The lamps are now an LED fest: full LED headlights, full LED taillights, LED daytime running lights and LED turn signals.
Those tail lamps have a smoked lens cover now, and exhaust gases no longer emerge through circular pipes but a trapezoidal exit.
The seven-seater gets new 18-inch wheels, and an “accentuated body line”. Hmm… gonna have to get back to you on that one.
Honda says the facelift for the CR-V “emphasises its sporty, luxurious, and robust look in every dimension”, which might be overstating things a bit, but if you ask us the car does look sharper. As Sport Utility Vehicles (SUVs) go, the CR-V is more lithe than the class norm, anyway.
Anything new inside?
Before this facelift the CR-V had modern touches like a touchscreen infotainment system and virtual instruments.

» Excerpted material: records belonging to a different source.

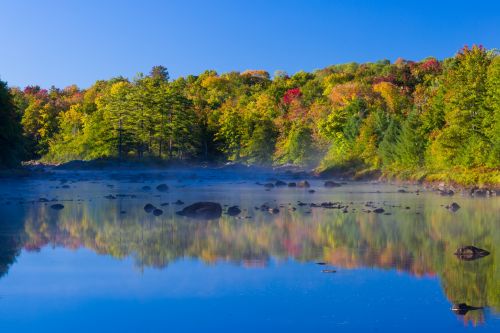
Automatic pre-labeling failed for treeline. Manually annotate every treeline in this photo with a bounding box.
[1,46,499,183]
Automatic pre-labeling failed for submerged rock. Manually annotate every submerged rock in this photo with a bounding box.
[50,203,64,210]
[142,186,151,191]
[144,203,155,213]
[176,202,222,220]
[104,195,116,199]
[454,246,490,261]
[156,184,169,192]
[173,199,184,205]
[227,205,241,216]
[373,208,385,213]
[288,182,297,187]
[264,183,275,189]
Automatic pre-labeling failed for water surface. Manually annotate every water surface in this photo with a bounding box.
[0,169,498,332]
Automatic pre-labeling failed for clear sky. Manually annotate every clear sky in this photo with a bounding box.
[0,0,498,88]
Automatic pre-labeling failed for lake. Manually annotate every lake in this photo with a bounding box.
[0,168,498,332]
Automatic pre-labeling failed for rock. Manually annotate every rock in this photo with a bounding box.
[324,181,341,188]
[260,204,270,211]
[472,189,488,197]
[373,208,385,213]
[275,180,287,187]
[144,203,155,213]
[153,208,163,216]
[104,195,116,199]
[397,189,407,193]
[160,202,169,206]
[173,200,184,205]
[454,246,490,261]
[227,206,241,216]
[439,189,454,196]
[156,184,169,192]
[321,269,336,273]
[176,202,222,220]
[38,198,49,202]
[446,202,461,212]
[50,204,64,210]
[61,185,70,189]
[297,180,310,188]
[451,303,483,315]
[268,207,280,214]
[264,183,275,188]
[308,189,315,193]
[142,186,151,191]
[288,182,297,187]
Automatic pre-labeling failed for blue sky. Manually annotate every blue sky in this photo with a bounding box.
[0,0,498,88]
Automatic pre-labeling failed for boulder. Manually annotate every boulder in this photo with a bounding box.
[50,204,64,210]
[227,205,241,216]
[297,180,310,188]
[144,203,155,213]
[176,202,222,220]
[275,180,287,187]
[156,184,169,192]
[446,202,461,212]
[264,183,275,188]
[454,246,490,261]
[268,207,280,214]
[451,303,483,316]
[373,208,385,213]
[153,208,163,216]
[288,182,297,187]
[324,181,341,188]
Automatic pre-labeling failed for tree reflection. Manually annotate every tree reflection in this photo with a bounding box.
[1,197,498,323]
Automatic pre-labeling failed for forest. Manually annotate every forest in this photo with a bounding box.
[1,45,499,185]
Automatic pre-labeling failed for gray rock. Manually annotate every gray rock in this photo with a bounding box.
[144,203,155,213]
[297,180,310,188]
[50,204,64,210]
[156,184,169,192]
[446,202,461,212]
[176,202,222,220]
[153,208,163,216]
[227,205,241,216]
[324,181,341,188]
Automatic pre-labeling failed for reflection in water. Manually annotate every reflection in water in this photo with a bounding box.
[0,178,499,326]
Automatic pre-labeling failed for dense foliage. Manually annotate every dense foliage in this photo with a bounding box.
[0,79,24,168]
[2,46,499,184]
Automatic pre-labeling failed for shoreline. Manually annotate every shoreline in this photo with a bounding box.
[1,159,499,195]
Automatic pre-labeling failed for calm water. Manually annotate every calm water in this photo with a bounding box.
[0,169,499,332]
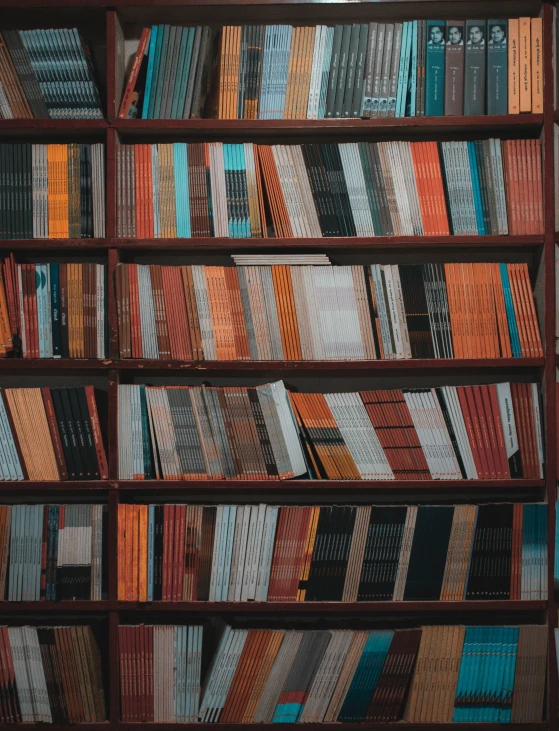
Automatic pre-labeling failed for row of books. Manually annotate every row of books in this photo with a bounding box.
[0,29,102,120]
[0,144,105,239]
[197,624,545,723]
[114,262,542,361]
[0,386,107,482]
[0,258,106,359]
[0,504,106,602]
[120,18,542,120]
[119,625,202,722]
[116,139,541,239]
[0,625,105,724]
[118,381,543,482]
[119,26,214,121]
[117,502,547,604]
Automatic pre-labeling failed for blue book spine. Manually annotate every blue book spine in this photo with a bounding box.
[499,263,522,357]
[147,26,165,119]
[142,26,159,119]
[259,26,273,119]
[500,627,519,723]
[173,143,191,237]
[467,141,485,234]
[395,22,409,118]
[407,21,418,117]
[278,26,293,119]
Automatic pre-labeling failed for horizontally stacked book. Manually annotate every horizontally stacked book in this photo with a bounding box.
[0,258,106,359]
[0,625,105,723]
[0,386,107,481]
[116,139,542,238]
[0,28,103,119]
[118,381,543,481]
[0,144,105,239]
[119,18,542,119]
[114,262,542,360]
[117,502,547,603]
[0,504,107,600]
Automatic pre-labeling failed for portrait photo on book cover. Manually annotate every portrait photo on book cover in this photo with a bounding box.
[488,23,507,47]
[428,25,445,44]
[467,25,485,46]
[446,26,464,46]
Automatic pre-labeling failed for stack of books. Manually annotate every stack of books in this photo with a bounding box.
[0,386,108,481]
[0,144,105,239]
[118,18,543,119]
[117,502,547,603]
[0,504,107,601]
[0,625,106,723]
[114,261,542,360]
[118,380,543,481]
[0,28,103,119]
[116,139,542,238]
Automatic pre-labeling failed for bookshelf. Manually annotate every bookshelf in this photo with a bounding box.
[0,0,557,727]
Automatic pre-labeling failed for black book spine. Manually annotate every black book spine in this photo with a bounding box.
[50,388,77,478]
[300,144,326,235]
[57,387,84,479]
[76,386,100,478]
[67,387,93,478]
[403,505,454,601]
[153,504,163,600]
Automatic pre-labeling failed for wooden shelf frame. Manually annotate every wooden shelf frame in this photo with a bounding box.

With those in place, the 2020 edition is about new features: the 7-inch Advanced Touch system now works with Apple CarPlay and Android Auto (though there’s native satnav, too). Both are essential in this connectivity-obsessed day and age.
The powered tailgate now has hands-free operation, and you can apparently set the opening height by remote control.
What about all the talk about safety?
Meet Honda Sensing, a suite of driver assistance features that either make life behind the wheel more relaxing, or less dangerous.
Honda Sensing brings these to the new CR-V:
Collision Mitigation Braking System
The car keeps a lookout for obstacles and brakes for you if it senses an impending crash
Adaptive Cruise Control with Low-Speed Follow
A radar sensor and windshield camera let the Honda lock on to the car in front and follow it at a distance that you set. It works in start-stop traffic, so your feet can rest when there’s a jam.
Lane Keeping Assist System
Need help staying in between those pesky lane markings? Some drivers do. The CR-V can gently feed in steering assistance if the driver can’t keep to his lane.
Road Departure Mitigation System with Lane Departure Warning
Similarly, the CR-V can see if you’re about to stray out of lane (or off the road and into a ditch) and warn you, then intervene with auto steering if you don’t respond
Like before, the CR-V comes with LaneWatch, a camera-based blindspot display system. There’s also a system to detect driver fatigue and recommend breaks accordingly.
The mid-life changes might not be radical, but they sharpen the Honda’s ability to meet the sort of brief that SUVs are designed for: practicality, convenience and comfort.
“I believe that the new CR-V will be the ideal lifestyle car that fits family and professional needs alike,” Nicholas Wong, General Manager of Kah Motor, said in a statement. His belief in the car is genuine; when this model generation appeared in 2017, Mr Wong was the first person in the country to book one.
The new CR-V enters an increasingly crowded market for seven-seat SUVs, with new models from Kia (with the Sorento) and Mazda (the CX-8) in similar price territory. For roughly S$30,000 more, the Mercedes-Benz GLB 200 offers the same layout of car but with the lure of a prestige badge.
The intense competition makes a facelift for the CR-V all the more timely, while the addition of Honda Sensing features should catch the eye of family-oriented buyers. Its launch makes buying a Honda a safe decision in more ways than one.